2. Nesting of IPsec headers -- several issues have been raised during
   working group last call.

 A) How does OAKLEY/ISAKMP support specification of the ordering of
    nested IPsec headers, e.g., AH + ESP vs ESP + AH?  

 B) Should IPsec support arbitrary nesting or a limited set of ordered
    combinations of AH and ESP, in tunnel and transport modes?  If not,
	- how do we propose to support the IPv6's requirement that
	  systems accept arbitrary combinations of extension headers?
	- how do we propose to handle the situation of a BITW
	  implementation adding additional IPsec headers after the host
	  implementation (native or BITS) has added IPsec headers?
	- should we address arbitrary nesting in IPsecond?

 C) Do we need to add text clarifying how to handle nested headers by
    iteratively processing them -- discarding consumed headers,
    adjusting the mutable fields of the outer header, etc.  

    NOTE: The following text is in the Architecture document not in the
    AH/ESP document.  It was included as a warning to the reader in the
    AH/ESP draft announcement, but not in the drafts.
	Support for arbitrary nesting requires that implementations
        ensure that any mutable "AH protected" fields outside/above the
        AH header, i.e., IP length, IP Next Protocol and any IPsec
        headers, are appropriately handled by Outbound and Inbound
        processing as the headers are nested and unnested.  To ensure
        interoperability, the implementation should ignore the existence
        (i.e., neither zero the contents nor try to predict the contents) of
        IPsec headers to be applied later when
          o constructing an IPsec header
          o adjusting the IP length and IP Next Protocol in the IP
            header or immediately preceding IP extension header

        This will apply to:
             [IP][ESP or AH][ESP or AH]...[ESP or AH] [AH][upper]

        Nesting involving only ESP headers should not be problematic:

 D) Do we need to add text clarifying that these issues apply to
    multiple nested headers for a single tunnel?  

	  i.
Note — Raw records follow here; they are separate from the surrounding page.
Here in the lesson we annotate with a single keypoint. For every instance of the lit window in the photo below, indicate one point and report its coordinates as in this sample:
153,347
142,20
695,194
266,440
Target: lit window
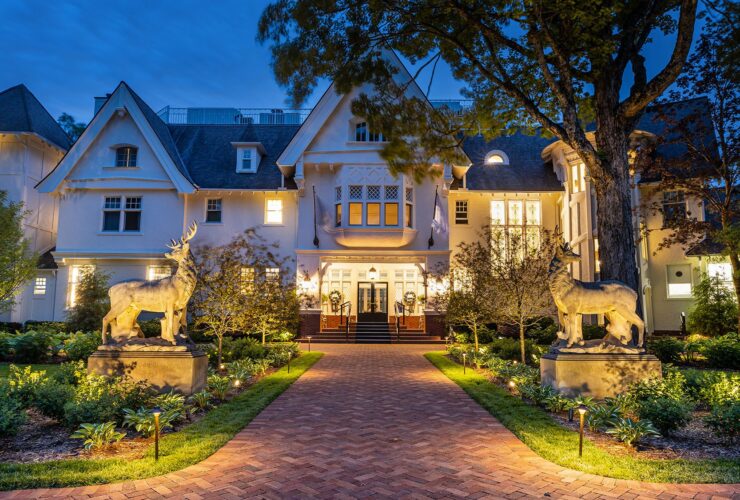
76,274
272,273
391,214
679,281
461,212
274,212
130,213
355,214
39,286
496,158
154,273
126,156
373,214
674,207
363,134
213,210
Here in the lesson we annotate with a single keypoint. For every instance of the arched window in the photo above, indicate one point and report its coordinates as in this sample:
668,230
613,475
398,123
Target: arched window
126,156
497,157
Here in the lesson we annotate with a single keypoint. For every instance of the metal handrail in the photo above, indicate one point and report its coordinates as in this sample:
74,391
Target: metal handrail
400,308
348,306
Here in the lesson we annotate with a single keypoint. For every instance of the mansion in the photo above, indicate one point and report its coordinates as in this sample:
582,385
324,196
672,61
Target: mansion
315,183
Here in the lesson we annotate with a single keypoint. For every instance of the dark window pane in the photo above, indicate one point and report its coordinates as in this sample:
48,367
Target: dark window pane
111,220
132,221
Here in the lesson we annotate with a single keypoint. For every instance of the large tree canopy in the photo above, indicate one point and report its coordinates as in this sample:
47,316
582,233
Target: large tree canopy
558,64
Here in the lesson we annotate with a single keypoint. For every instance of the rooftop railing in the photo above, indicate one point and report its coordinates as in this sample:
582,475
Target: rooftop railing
260,116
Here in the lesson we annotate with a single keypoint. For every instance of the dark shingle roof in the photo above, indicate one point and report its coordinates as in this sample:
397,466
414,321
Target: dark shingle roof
160,128
526,171
20,111
211,158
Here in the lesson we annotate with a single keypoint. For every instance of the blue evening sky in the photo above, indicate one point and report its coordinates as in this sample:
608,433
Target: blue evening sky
176,52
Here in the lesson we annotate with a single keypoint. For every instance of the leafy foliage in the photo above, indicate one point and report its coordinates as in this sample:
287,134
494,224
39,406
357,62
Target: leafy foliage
96,436
630,432
91,303
17,261
715,309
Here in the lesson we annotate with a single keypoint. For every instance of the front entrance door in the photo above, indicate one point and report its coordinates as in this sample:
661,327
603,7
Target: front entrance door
372,301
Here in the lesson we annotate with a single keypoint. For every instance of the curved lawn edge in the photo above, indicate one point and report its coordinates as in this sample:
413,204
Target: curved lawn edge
178,450
560,445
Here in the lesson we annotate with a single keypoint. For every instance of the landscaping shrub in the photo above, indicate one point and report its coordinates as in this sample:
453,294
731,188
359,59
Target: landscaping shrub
50,398
715,309
666,349
143,421
98,435
667,414
630,432
81,345
31,347
725,420
12,414
723,352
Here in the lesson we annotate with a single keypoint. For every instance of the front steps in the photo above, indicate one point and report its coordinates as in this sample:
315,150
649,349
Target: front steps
372,332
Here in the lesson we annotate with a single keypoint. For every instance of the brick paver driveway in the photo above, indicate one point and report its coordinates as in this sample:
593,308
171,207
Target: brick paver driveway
379,421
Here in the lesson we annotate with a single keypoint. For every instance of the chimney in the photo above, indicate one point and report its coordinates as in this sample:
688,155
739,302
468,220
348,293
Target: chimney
99,101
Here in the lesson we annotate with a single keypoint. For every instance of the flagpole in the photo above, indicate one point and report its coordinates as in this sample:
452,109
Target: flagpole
315,236
434,216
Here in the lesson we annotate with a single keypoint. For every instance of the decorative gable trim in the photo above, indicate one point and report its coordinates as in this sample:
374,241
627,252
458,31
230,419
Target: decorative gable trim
119,103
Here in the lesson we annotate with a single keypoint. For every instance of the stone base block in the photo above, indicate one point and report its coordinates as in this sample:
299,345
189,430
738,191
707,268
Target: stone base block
183,371
596,375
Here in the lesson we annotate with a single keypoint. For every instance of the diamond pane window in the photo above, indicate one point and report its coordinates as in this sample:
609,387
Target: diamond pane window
355,192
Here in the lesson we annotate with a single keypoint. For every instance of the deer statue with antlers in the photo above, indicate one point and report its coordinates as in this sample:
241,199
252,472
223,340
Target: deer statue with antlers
168,295
574,298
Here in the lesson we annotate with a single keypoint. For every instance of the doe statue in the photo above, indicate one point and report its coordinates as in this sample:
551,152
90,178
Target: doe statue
574,298
167,295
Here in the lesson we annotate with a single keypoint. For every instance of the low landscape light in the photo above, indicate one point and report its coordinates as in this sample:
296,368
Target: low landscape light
156,411
582,409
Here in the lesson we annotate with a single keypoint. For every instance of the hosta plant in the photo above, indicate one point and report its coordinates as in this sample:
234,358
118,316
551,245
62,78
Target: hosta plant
142,420
219,386
201,400
630,431
96,436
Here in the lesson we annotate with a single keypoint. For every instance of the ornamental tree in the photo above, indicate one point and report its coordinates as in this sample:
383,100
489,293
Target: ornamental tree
555,64
17,261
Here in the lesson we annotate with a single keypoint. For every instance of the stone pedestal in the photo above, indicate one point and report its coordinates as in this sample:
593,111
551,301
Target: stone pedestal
596,375
175,368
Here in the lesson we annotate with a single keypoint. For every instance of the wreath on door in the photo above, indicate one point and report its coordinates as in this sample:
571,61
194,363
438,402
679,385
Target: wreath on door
335,297
409,298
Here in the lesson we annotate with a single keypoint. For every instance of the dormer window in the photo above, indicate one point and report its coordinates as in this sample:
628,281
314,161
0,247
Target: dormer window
363,134
126,156
497,157
248,156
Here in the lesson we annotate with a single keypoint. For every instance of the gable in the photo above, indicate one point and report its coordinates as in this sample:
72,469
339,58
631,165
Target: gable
124,103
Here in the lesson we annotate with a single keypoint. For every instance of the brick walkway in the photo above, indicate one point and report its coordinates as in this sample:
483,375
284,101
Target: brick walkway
378,421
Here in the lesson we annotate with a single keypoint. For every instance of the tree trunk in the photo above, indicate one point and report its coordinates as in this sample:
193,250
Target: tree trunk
610,171
220,343
735,263
522,344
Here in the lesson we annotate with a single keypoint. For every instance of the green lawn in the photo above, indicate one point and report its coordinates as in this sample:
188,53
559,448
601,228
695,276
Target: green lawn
4,368
177,451
560,445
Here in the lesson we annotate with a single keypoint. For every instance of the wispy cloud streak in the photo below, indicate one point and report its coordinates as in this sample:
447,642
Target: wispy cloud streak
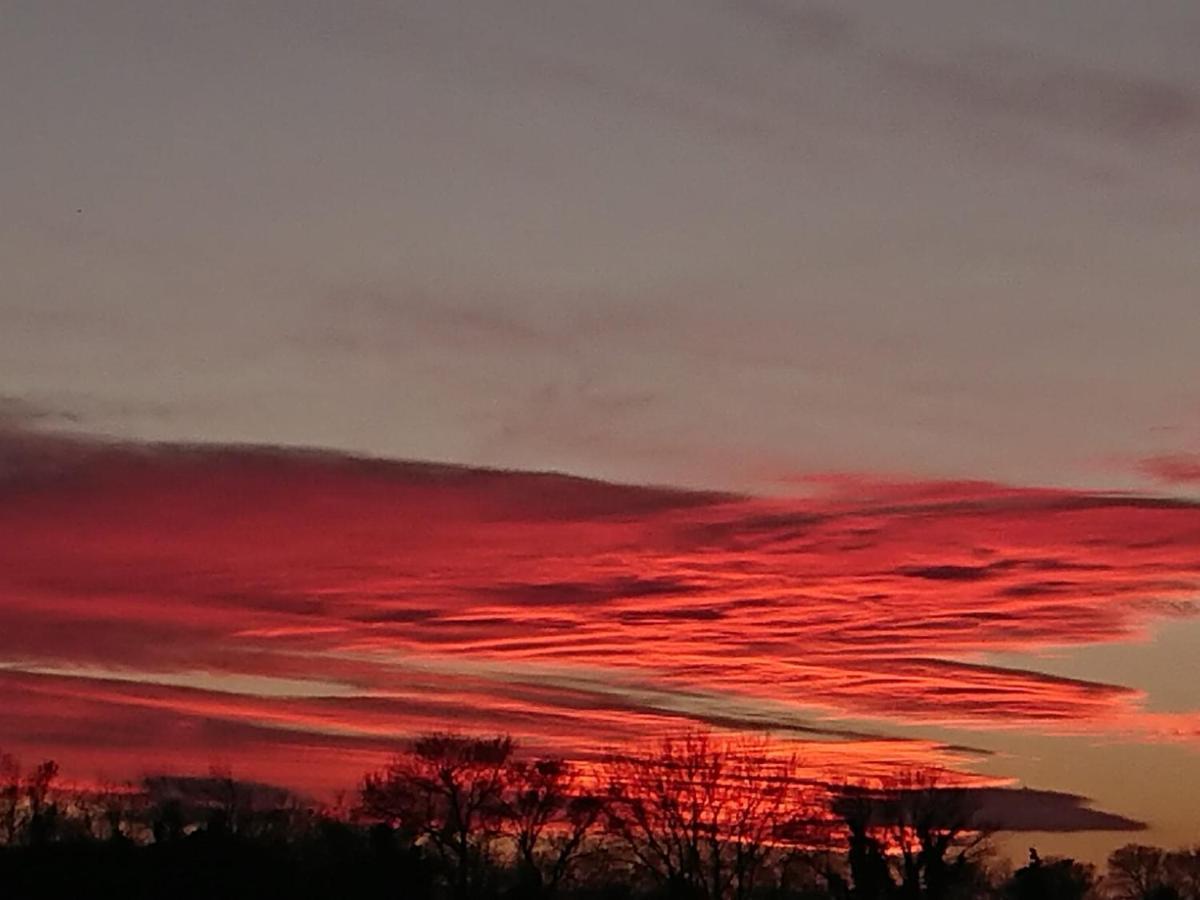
245,597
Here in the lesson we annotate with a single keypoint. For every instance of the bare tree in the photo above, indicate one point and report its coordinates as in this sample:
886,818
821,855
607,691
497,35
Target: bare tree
549,815
1137,873
912,838
10,797
702,817
448,792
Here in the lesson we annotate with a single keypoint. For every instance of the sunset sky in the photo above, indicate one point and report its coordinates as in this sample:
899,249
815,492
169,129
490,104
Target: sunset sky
593,371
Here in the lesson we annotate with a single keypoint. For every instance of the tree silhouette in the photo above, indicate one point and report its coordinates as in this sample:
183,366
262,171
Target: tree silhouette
702,817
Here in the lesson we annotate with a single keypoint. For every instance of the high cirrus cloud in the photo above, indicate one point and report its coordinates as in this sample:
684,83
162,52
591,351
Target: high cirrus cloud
325,606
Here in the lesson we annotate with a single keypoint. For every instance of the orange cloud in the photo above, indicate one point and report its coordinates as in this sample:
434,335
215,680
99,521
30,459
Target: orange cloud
249,603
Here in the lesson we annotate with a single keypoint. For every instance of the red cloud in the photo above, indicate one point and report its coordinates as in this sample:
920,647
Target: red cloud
281,599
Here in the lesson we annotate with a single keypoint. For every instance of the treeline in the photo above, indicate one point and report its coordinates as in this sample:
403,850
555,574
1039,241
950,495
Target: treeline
467,819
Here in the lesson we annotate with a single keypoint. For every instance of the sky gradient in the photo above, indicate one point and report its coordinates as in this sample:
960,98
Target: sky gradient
303,301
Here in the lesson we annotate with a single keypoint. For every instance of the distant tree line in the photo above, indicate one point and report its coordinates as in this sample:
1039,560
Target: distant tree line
469,819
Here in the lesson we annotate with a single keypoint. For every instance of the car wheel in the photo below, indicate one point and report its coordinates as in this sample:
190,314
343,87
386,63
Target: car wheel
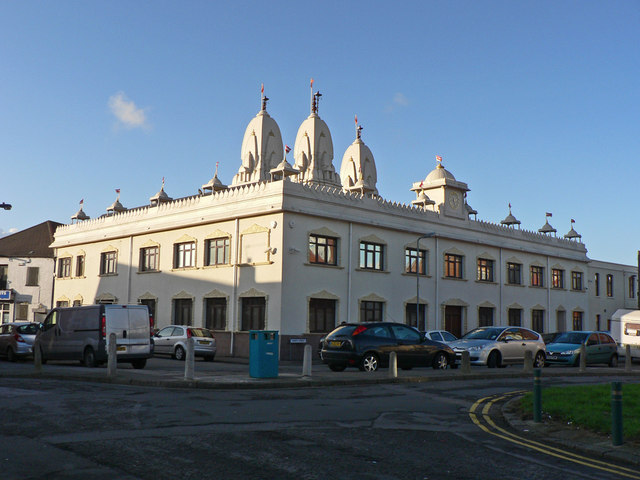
337,367
89,358
440,361
494,360
179,353
539,360
139,363
370,362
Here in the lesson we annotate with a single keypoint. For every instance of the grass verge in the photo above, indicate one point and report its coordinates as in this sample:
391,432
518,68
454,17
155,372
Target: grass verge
589,407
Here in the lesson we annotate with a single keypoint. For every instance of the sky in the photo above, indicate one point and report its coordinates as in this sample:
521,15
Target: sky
532,103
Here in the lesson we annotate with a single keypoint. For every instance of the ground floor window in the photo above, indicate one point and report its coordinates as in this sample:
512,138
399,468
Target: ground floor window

Define a small set of mandatory cases that must be supported.
	     Starting with a packet [IP1][upper]....

	     Transport			Tunnel			
	     -----------------		---------------------
             1. [IP1][AH][upper]	4. [IP2][AH][IP1][upper]
             2. [IP1][ESP][upper]	5. [IP2][ESP][IP1][upper]
             3. [IP1][AH][ESP][upper]

	     Plus any combination of one of the above Tunnel cases
	     followed by one the above Transport cases, i.e., 4 then 1,
	     4 then 2, 4 then 3, 5 then 1, 5 then 2, 5 then 3.

   	 ii. Postpone figuring out how to handle other cases (mods to
	     Oakley/ISAKMP, clarifications for processing, etc.) to
	iii. Address (C), and (D) above as appropriate given this resolution.

3.  HMAC-MD5 and HMAC-SHA --- which is mandatory, and which is strongly
    suggested.  There is a discrepancy between the various drafts as to 
    which the above two algorithms are mandotory, and which are
    "strongly suggested".  

    A) The DOI lists 1 mandatory authentication algorithm:
		- HMAC with MD5 
       and 1 "strongly encouraged" authentication algorithm:
	        - HMAC with SHA-1

    B) The AH and ESP specs list 2 mandatory authentication algorithms:
	        - HMAC with MD5 
	        - HMAC with SHA-1

    There was quite a bit of discussion of this on the list, with the
    last message coming from Hugo who stated that he felt that HMAC-SHA
    *was* stronger than HMAC-MD5, and that while the current (partial)
    attacks on MD5 do not affect HMAC-MD5, HMAC-SHA was definitely
    stronger, and he only felt comfortable suggesting the use of
    HMAC-MD5 if it was also possible to "quickly switch" to HMAC-SHA if
    further cryptographic advances made this advisable.  

    Given that nearly all the vendors had implemented both in their
    implementations, either choice did not appear to make much real
    difference to implementors.  

    RESOLUTION: That the AH and ESP specs require both HMAC-MD5 and
    HMAC-SHA to be required, and that the DOI be changed to also state
    that both algorithms are required.